Below is dataframe df1 of which I want to convert column "V2" from factor format to numeric without changing the current values (0 ; 0 ; 8,5 ; 3).
df1=
V1 V2 V3 X2 X3
4470 2010-03-28 0 A 21.53675 0
4471 2010-03-29 0 A 19.21611 0
4472 2010-03-30 8,5 A 21.54541 0
4473 2010-03-31 3 A NA NA
Since column "V2" is in factor format I first convert it to character format:
df1[,2]=as.character(df1[,2])
Then I try to convert "V2" to numeric format:
df1[,2]=as.numeric(df1[,2])
Leading to this R message:
Warning message: NAs introduced by coercion
And the dataframe below where df[3,2]
has changed into "NA" instead of remaining "8,5"..
V1 V2 V3 X2 X3
4470 2010-03-28 0 A 21.53675 0
4471 2010-03-29 0 A 19.21611 0
4472 2010-03-30 NA A 21.54541 0
4473 2010-03-31 3 A NA NA
It might have to do with the fact that 8,5 is not a whole number. Still I do not know how to solve this problem. Help would be much appreciated!

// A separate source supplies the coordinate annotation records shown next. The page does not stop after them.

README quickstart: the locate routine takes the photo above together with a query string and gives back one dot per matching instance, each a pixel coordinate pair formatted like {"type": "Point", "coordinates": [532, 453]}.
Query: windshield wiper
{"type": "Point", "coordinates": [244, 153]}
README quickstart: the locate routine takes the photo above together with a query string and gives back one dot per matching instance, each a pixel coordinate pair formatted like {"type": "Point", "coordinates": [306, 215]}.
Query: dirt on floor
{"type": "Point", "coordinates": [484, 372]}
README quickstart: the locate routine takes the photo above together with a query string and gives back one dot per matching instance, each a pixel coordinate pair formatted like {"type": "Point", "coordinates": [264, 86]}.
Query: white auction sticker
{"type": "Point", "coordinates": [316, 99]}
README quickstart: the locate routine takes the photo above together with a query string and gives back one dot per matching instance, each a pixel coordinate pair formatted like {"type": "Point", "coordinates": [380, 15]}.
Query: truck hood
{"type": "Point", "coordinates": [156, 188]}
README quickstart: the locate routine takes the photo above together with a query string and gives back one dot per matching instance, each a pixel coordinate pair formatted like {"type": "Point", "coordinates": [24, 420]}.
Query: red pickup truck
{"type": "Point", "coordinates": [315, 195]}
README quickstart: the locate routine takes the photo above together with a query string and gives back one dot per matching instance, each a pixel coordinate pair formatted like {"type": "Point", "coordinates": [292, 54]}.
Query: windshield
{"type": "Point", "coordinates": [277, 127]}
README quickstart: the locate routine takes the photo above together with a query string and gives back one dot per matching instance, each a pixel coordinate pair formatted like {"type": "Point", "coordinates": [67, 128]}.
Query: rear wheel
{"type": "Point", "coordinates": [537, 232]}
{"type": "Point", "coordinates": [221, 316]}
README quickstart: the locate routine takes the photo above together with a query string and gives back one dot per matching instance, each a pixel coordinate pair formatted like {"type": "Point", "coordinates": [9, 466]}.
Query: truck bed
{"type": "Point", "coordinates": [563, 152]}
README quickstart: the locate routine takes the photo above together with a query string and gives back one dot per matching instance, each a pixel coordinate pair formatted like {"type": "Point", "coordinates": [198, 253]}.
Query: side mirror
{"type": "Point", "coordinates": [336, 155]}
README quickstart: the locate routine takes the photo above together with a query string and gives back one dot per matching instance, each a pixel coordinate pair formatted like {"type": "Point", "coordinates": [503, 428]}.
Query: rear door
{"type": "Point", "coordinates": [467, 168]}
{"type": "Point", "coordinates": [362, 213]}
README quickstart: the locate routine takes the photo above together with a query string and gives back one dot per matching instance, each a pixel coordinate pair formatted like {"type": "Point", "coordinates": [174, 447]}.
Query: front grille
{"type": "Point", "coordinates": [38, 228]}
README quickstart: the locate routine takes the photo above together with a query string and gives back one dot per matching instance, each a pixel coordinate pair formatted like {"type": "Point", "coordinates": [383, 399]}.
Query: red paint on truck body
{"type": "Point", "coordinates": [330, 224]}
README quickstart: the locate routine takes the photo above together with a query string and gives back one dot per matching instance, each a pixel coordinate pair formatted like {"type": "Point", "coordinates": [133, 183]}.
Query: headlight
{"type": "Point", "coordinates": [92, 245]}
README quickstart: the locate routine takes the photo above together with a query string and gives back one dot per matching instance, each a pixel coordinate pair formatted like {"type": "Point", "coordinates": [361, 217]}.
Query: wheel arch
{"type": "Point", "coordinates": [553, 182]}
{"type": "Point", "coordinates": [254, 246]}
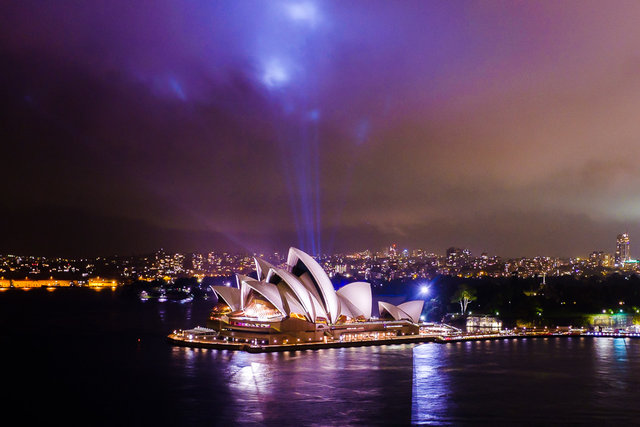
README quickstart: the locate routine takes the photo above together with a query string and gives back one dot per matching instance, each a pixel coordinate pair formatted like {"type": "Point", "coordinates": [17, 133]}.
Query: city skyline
{"type": "Point", "coordinates": [505, 128]}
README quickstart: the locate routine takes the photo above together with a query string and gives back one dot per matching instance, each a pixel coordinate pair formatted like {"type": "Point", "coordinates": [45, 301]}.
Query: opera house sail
{"type": "Point", "coordinates": [298, 304]}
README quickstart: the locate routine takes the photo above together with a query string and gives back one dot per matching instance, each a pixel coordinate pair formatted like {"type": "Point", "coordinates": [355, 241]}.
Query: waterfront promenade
{"type": "Point", "coordinates": [200, 338]}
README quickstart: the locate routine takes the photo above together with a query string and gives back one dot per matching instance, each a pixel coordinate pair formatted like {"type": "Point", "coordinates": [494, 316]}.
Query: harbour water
{"type": "Point", "coordinates": [95, 358]}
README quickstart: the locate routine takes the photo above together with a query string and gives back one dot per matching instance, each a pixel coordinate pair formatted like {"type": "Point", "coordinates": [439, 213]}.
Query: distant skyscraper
{"type": "Point", "coordinates": [622, 249]}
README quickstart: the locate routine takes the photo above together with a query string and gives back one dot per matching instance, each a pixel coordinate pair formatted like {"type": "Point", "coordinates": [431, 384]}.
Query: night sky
{"type": "Point", "coordinates": [508, 127]}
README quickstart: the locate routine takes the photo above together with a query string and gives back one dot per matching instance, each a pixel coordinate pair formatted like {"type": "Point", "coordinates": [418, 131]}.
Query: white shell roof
{"type": "Point", "coordinates": [231, 296]}
{"type": "Point", "coordinates": [311, 293]}
{"type": "Point", "coordinates": [358, 294]}
{"type": "Point", "coordinates": [327, 291]}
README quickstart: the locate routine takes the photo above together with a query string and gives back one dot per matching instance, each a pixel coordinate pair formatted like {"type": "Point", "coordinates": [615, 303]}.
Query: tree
{"type": "Point", "coordinates": [464, 295]}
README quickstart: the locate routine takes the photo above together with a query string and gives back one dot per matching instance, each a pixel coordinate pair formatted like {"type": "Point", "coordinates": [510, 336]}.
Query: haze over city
{"type": "Point", "coordinates": [503, 127]}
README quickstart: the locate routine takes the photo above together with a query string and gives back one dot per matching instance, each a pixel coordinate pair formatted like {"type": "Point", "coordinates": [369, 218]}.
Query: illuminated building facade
{"type": "Point", "coordinates": [298, 304]}
{"type": "Point", "coordinates": [622, 250]}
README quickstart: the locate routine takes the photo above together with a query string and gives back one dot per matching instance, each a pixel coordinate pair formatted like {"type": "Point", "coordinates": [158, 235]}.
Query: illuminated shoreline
{"type": "Point", "coordinates": [182, 340]}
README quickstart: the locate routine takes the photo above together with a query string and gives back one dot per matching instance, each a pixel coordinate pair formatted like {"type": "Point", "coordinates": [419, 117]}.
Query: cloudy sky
{"type": "Point", "coordinates": [509, 127]}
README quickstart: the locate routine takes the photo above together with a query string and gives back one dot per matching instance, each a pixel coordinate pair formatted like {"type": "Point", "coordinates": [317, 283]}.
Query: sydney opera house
{"type": "Point", "coordinates": [298, 304]}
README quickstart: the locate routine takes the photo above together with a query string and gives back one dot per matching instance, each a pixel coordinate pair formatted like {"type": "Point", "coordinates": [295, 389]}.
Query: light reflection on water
{"type": "Point", "coordinates": [117, 349]}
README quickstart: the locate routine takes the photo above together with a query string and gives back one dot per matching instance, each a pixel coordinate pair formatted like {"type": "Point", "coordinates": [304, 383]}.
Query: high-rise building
{"type": "Point", "coordinates": [622, 250]}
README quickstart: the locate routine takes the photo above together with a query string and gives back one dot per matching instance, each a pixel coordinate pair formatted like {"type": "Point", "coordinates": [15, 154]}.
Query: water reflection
{"type": "Point", "coordinates": [430, 385]}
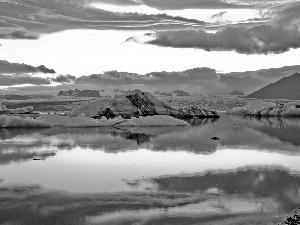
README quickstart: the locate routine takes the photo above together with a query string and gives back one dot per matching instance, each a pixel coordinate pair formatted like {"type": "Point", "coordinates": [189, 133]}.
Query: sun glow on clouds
{"type": "Point", "coordinates": [230, 15]}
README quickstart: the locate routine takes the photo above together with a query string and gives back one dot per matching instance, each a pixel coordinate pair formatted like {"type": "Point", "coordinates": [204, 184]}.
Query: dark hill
{"type": "Point", "coordinates": [285, 88]}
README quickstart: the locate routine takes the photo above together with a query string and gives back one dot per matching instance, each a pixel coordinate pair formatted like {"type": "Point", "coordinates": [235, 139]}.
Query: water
{"type": "Point", "coordinates": [251, 175]}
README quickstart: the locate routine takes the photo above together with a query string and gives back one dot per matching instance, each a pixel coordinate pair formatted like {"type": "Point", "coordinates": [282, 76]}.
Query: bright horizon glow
{"type": "Point", "coordinates": [85, 170]}
{"type": "Point", "coordinates": [231, 15]}
{"type": "Point", "coordinates": [85, 52]}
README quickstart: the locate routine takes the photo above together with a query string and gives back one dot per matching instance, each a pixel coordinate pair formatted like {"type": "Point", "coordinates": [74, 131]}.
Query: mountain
{"type": "Point", "coordinates": [285, 88]}
{"type": "Point", "coordinates": [235, 92]}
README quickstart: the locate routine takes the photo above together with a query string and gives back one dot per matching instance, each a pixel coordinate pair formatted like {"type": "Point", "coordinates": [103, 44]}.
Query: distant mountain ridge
{"type": "Point", "coordinates": [285, 88]}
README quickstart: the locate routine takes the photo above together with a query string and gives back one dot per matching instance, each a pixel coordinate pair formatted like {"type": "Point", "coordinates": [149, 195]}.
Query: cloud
{"type": "Point", "coordinates": [154, 78]}
{"type": "Point", "coordinates": [17, 34]}
{"type": "Point", "coordinates": [218, 15]}
{"type": "Point", "coordinates": [277, 36]}
{"type": "Point", "coordinates": [27, 19]}
{"type": "Point", "coordinates": [64, 79]}
{"type": "Point", "coordinates": [178, 4]}
{"type": "Point", "coordinates": [10, 80]}
{"type": "Point", "coordinates": [17, 68]}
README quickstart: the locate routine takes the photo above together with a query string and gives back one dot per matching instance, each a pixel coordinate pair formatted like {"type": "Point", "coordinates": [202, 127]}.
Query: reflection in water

Try this to replace the comma in your data:
fac<- c( "0" , "0" , "1,5" , "0" , "0" , "8" )
#[1] "0" "0" "1,5" "0" "0" "8"
fac <- as.numeric( sub(",", ".", fac) )
#[1] 0.0 0.0 1.5 0.0 0.0 8.0
More generally converting factors to their underlying values rather than the factor representation:
fac <- as.factor( fac )
as.numeric(fac)
#[1] 1 1 2 1 1 3
as.numeric(as.character(fac))
#[1] 0.0 0.0 1.5 0.0 0.0 8.0
However, this is the canonical way of transforming to original values
as.numeric(levels(fac))[fac]
From the help page ?as.factor
In particular, as.numeric applied to a factor is meaningless, and may happen by implicit coercion. To transform a factor f to approximately its original numeric values, as.numeric(levels(f))[f] is recommended and slightly more efficient than as.numeric(as.character(f)).